The concentration of population, commerce and trade in Israel's coastal plain is not a phenomenon unique to our era. Even before the events the Bible describes in the Land of Israel, during the early first Bronze Age, 5,500 years ago, numerous communities dotted the coastal strip, from the vicinity of Gaza to the Galilee. The first royal dynasties appeared around that time in Egypt, and clay vessels uncovered in southern coastal communities indicate that the area (apparently under Egyptian control) served as an important trade route for the Egyptians.

And then, 5,500 years ago, say the archaeologists, there was a dramatic change. The coastal region was almost completely abandoned while concurrently in other areas an urban revolution was underway, with large fortified cities being built. After the era of urban, commercial prosperity, for almost a thousand years, the coastal plain mostly contained but a few small and scattered communities.
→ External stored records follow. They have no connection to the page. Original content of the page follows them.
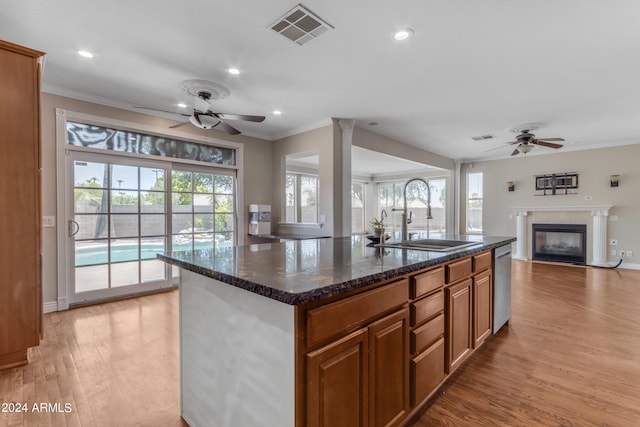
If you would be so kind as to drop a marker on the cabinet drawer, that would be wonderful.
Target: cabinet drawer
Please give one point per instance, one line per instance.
(458, 270)
(482, 261)
(329, 320)
(427, 334)
(427, 372)
(427, 307)
(424, 283)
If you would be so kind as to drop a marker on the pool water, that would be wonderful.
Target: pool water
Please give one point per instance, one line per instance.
(99, 254)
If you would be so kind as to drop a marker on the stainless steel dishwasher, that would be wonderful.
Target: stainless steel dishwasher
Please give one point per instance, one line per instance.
(501, 286)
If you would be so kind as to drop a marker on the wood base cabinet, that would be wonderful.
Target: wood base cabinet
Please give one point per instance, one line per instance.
(482, 307)
(20, 264)
(337, 383)
(459, 312)
(361, 378)
(375, 357)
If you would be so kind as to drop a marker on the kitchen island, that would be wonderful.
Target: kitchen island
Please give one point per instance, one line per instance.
(326, 332)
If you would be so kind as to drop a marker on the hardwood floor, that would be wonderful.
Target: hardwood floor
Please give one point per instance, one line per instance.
(116, 364)
(571, 357)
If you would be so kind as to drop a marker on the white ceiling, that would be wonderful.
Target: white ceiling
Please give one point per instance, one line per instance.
(367, 163)
(472, 67)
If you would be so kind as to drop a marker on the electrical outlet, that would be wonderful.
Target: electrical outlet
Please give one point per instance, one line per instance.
(48, 221)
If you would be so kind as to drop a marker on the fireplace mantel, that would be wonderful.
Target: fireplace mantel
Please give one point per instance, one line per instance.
(598, 212)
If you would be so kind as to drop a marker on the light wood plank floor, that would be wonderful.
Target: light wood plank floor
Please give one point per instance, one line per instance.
(571, 357)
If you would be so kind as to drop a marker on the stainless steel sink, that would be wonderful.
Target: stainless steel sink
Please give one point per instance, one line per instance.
(436, 245)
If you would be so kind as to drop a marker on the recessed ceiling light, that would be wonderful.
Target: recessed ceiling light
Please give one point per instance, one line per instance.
(403, 34)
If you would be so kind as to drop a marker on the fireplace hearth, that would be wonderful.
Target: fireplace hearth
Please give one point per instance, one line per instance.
(560, 243)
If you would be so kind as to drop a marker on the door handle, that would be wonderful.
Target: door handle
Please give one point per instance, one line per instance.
(74, 227)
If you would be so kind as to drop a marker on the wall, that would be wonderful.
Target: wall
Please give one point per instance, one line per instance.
(593, 167)
(257, 172)
(375, 142)
(317, 141)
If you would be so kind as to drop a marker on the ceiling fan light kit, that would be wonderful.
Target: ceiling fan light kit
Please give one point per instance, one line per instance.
(204, 121)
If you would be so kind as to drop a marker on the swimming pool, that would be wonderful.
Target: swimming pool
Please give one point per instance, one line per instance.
(94, 253)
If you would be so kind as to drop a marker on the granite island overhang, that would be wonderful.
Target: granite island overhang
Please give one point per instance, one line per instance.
(242, 342)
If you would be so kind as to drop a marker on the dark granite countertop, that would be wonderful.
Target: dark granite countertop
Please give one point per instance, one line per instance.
(299, 271)
(288, 236)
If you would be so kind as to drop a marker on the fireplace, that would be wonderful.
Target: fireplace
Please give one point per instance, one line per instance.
(560, 243)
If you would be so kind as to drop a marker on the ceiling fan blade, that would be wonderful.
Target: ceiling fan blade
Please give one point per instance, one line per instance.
(228, 128)
(546, 144)
(162, 111)
(179, 125)
(502, 146)
(243, 117)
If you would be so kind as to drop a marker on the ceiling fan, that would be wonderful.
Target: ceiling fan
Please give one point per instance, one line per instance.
(202, 116)
(526, 141)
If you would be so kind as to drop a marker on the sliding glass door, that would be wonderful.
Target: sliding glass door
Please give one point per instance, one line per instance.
(124, 211)
(117, 226)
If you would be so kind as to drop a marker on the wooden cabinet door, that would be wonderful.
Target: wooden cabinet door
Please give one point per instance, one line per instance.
(20, 282)
(389, 369)
(337, 383)
(427, 372)
(482, 307)
(459, 306)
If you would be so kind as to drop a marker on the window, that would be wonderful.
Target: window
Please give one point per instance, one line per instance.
(301, 197)
(391, 194)
(474, 202)
(358, 224)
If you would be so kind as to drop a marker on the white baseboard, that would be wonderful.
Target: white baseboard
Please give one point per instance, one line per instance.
(629, 266)
(50, 307)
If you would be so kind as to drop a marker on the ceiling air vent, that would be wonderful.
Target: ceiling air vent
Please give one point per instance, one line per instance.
(300, 25)
(483, 137)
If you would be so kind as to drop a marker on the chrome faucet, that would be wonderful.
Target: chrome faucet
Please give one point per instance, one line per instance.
(405, 219)
(383, 215)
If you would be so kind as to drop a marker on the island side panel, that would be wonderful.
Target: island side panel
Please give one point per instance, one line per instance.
(236, 356)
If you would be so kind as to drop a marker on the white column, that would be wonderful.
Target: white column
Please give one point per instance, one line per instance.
(342, 172)
(600, 237)
(521, 235)
(457, 200)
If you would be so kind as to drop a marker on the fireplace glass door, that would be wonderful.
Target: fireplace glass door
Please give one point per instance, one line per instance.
(560, 243)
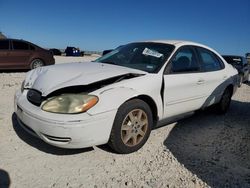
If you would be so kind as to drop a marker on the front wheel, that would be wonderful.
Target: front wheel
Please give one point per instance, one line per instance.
(132, 126)
(36, 63)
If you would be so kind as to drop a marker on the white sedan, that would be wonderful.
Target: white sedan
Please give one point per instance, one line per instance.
(121, 96)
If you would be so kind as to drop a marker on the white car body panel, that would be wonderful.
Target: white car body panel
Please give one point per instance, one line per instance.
(181, 93)
(50, 78)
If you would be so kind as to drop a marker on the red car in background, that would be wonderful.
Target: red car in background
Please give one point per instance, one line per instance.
(20, 54)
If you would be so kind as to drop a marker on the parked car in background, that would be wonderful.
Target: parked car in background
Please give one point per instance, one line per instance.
(55, 51)
(248, 58)
(106, 51)
(240, 63)
(72, 51)
(20, 54)
(82, 53)
(120, 97)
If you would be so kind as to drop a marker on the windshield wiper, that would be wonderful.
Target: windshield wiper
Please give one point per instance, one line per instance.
(109, 62)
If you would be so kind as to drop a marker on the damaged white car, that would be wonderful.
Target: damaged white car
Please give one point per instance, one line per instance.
(121, 96)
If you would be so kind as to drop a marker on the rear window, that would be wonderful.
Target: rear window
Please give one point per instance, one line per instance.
(210, 62)
(4, 45)
(19, 45)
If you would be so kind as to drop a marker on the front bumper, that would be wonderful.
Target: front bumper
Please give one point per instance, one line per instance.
(63, 130)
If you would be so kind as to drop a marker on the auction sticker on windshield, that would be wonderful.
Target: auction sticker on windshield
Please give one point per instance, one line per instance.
(153, 53)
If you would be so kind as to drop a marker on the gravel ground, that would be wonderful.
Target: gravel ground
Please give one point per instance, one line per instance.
(200, 151)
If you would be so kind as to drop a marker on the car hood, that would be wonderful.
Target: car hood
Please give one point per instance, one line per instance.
(51, 78)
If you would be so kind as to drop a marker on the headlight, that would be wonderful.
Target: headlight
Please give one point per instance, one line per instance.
(69, 103)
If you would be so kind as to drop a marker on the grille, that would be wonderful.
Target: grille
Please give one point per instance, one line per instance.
(34, 97)
(58, 139)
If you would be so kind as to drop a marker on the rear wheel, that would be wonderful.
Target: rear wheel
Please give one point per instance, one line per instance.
(224, 104)
(36, 63)
(132, 126)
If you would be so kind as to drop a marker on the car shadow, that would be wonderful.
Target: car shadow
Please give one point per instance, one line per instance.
(14, 71)
(41, 145)
(4, 179)
(215, 147)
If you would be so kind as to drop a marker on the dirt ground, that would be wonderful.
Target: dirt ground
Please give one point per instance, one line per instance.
(200, 151)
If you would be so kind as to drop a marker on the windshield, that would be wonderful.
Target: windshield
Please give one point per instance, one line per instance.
(146, 56)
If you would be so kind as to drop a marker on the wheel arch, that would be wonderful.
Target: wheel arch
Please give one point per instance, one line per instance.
(151, 103)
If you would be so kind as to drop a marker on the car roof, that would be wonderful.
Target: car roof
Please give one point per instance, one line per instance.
(233, 56)
(179, 43)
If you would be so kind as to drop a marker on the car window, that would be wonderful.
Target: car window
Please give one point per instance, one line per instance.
(4, 45)
(184, 61)
(145, 56)
(19, 45)
(209, 60)
(32, 47)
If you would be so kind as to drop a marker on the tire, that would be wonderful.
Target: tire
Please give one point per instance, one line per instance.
(36, 63)
(132, 127)
(224, 104)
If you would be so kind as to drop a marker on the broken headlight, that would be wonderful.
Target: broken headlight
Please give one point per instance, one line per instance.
(69, 103)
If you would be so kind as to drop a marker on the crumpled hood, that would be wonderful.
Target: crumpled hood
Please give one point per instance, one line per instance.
(51, 78)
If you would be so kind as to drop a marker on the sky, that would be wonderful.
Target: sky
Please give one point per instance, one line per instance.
(98, 25)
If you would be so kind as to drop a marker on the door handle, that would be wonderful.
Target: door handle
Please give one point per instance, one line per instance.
(224, 77)
(200, 81)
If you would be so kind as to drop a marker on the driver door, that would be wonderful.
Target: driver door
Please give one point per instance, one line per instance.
(185, 90)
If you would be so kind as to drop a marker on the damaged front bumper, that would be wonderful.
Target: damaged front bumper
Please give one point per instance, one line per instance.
(63, 130)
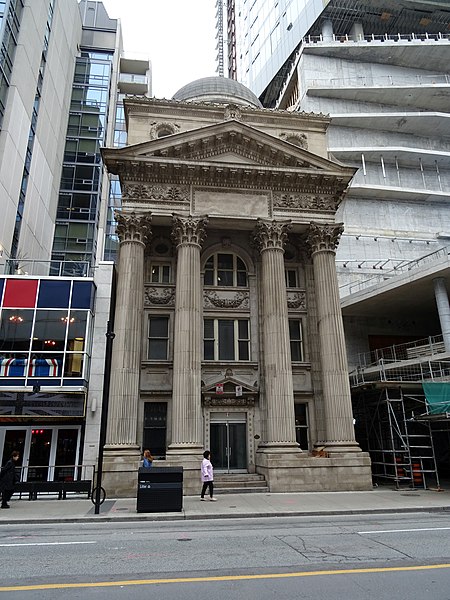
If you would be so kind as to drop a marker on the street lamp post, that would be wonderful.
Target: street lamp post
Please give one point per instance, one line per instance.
(97, 493)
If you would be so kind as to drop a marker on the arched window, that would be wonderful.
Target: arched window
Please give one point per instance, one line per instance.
(225, 269)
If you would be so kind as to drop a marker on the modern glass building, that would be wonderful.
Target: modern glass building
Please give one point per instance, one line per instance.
(63, 79)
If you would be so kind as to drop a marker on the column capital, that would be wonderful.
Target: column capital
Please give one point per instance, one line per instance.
(189, 230)
(133, 227)
(324, 237)
(271, 235)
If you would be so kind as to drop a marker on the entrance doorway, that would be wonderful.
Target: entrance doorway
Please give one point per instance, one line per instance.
(46, 453)
(229, 445)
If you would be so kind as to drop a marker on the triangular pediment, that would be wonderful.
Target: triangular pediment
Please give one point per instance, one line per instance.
(229, 142)
(228, 386)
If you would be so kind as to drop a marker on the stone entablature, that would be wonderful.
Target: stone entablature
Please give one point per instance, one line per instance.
(159, 295)
(223, 299)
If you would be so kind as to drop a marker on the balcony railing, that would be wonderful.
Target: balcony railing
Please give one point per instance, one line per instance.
(56, 268)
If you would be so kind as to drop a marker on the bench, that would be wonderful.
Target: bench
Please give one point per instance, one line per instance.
(33, 488)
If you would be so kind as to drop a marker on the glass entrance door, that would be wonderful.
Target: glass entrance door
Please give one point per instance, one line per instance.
(229, 446)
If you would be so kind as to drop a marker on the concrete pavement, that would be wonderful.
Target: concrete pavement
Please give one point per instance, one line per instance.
(378, 500)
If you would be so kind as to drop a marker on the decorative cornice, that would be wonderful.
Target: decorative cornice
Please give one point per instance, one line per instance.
(132, 227)
(189, 230)
(155, 193)
(212, 299)
(271, 235)
(297, 202)
(159, 296)
(324, 237)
"The phenomenon is amazing," says archaeologist Dr. Avraham Faust, director of Bar-Ilan University's Institute of Archaeology. "There was a fairly large population in the coastal plain, and at the end of a relatively short process it emptied almost completely. In the alluvial areas, nearly all of the communities disappeared. The Egyptians also abandoned the coastal plain and trade no longer passed that way."

Faust adds: "The key question that engaged us is why? What caused the community to disappear?" His research with Dr. Yosef Ashkenazy, a climate researcher at Ben-Gurion University of the Negev, suggests a comprehensive explanation of the phenomenon: The Canaanite coastal settlements were abandoned in the face of environmental change. Increased precipitation led to the flooding of parts of the coastal plain and to a rise in the level of groundwater, which eventually resulted in the spread of swamps, and that apparently caused the residents to leave the area.
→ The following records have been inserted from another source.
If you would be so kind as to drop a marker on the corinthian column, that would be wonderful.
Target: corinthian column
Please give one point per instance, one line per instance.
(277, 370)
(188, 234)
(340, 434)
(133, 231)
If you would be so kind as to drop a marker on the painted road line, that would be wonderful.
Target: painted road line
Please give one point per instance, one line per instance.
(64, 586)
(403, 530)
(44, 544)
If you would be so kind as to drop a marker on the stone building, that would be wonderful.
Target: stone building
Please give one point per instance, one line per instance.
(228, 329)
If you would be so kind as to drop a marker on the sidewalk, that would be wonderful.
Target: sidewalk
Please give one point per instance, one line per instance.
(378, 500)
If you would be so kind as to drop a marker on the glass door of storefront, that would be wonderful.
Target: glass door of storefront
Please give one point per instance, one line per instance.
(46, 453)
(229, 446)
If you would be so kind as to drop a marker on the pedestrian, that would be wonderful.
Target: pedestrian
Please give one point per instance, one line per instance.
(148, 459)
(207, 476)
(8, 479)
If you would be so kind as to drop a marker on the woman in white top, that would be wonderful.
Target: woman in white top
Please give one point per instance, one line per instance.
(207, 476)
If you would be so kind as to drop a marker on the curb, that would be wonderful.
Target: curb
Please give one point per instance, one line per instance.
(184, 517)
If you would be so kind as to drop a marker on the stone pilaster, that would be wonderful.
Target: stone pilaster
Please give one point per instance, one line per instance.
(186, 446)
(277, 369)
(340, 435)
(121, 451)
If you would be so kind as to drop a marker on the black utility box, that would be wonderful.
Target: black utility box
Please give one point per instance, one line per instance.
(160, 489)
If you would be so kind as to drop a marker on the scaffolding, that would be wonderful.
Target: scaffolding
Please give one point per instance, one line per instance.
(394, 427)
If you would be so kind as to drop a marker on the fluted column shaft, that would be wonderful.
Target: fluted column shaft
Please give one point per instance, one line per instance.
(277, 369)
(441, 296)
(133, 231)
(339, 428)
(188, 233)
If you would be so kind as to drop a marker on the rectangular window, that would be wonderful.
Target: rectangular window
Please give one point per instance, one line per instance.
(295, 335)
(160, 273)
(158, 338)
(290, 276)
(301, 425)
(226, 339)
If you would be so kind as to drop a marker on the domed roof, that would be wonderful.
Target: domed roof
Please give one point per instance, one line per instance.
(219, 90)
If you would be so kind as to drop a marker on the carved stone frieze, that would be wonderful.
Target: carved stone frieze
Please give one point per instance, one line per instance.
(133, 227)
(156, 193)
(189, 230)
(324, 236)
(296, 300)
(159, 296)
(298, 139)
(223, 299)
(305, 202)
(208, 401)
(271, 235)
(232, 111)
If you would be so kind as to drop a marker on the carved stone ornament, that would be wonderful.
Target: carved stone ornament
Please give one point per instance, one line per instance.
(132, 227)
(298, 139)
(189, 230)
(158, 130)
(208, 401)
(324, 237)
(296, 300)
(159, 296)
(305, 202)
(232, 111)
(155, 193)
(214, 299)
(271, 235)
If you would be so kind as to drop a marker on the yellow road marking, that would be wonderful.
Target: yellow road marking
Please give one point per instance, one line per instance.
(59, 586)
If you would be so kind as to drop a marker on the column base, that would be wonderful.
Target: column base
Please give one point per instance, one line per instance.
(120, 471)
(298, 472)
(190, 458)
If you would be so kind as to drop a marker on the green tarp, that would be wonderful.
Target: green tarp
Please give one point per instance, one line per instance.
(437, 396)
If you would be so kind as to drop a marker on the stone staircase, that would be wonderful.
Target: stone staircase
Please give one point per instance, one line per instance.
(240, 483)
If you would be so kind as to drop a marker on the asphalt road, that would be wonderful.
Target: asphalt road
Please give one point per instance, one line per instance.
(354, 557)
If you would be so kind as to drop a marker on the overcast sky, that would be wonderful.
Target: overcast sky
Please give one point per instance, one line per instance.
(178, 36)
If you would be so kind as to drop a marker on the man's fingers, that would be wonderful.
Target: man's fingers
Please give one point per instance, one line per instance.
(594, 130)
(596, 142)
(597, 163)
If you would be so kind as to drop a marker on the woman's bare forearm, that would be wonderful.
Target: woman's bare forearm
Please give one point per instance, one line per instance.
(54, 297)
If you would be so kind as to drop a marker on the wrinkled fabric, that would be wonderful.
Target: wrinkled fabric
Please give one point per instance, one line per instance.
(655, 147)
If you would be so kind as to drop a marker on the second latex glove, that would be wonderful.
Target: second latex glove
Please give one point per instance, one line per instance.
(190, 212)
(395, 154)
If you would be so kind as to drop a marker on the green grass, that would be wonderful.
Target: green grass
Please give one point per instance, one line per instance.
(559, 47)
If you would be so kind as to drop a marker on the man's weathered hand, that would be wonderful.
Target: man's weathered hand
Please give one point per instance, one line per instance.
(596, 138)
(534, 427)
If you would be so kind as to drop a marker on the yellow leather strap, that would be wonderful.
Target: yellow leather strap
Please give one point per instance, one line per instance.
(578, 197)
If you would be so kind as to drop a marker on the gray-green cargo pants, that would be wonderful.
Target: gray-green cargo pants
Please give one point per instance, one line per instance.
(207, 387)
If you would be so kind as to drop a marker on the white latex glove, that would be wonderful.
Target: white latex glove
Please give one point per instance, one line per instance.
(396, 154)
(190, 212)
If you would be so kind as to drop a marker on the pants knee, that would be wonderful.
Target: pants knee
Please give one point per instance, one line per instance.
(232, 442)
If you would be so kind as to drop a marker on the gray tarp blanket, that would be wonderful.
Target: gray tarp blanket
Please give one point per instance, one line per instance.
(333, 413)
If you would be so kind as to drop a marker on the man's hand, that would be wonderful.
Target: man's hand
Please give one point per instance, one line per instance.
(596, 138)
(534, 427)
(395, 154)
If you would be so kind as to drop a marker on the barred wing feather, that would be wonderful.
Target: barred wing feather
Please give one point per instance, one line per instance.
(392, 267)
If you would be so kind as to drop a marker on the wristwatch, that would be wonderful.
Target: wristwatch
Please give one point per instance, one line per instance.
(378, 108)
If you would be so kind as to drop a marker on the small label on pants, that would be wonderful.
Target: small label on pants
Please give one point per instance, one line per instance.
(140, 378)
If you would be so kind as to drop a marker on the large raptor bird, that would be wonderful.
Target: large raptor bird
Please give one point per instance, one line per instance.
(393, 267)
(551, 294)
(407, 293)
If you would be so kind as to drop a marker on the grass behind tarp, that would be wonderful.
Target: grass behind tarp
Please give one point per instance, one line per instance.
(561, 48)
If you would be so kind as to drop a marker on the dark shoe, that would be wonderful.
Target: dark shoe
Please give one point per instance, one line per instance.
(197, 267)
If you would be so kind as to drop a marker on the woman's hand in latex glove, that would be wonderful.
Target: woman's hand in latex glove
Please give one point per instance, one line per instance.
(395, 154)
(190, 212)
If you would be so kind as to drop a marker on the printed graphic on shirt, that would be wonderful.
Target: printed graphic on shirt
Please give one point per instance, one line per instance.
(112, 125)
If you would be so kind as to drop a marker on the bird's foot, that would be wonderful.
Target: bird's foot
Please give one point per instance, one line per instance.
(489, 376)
The two researchers' article appeared recently in the journal Quarternary Research. As part of the study, Faust and Ashkenazy compared the archaeological findings on the thinning of communities in the coastal region with data indicating a rise in precipitation in the relevant period. Among other things, the researchers rely on measurements of precipitation during earlier eras, taken from the Nahal Sorek stalagmites, and evidence of changes in the level of the Dead Sea.

According to Faust, the limestone ridges of the coastal plain blocked the flow of surging rivers, creating a drainage problem, and the swelling waters caused swamps to appear specifically in this area. There are findings that indicate a peak level of swamps in this era, says Faust. Excavations in Tel Aviv, at the Exhibition Grounds, uncovered a settlement that was abandoned a little after 3000 BCE. It was covered by a layer of dark soil that proved to contain "a very high percentage of swamp flora," says Faust.

One of the most interesting findings, indicating the likeliness of swamps in the coastal region, is the relative abundance of hippopotamus bones uncovered in excavations. Hippopotamuses thrived in the Land of Israel during prehistoric times and are identified as the "behemoths" mentioned in the Bible. The substantial evidence of an increased hippopotamus population indicates these animals came to enjoy more hospitable living conditions, i.e., more swamps, attesting to higher humidity levels.

Faust and Ashkenazy's study considers the unexpected and considerable impact that climate change can have on a population. "It is usually believed that only a drop in precipitation leads to the abandonment of settlements," say the researchers. "We are trying to show that an increase in precipitation can also have an impact."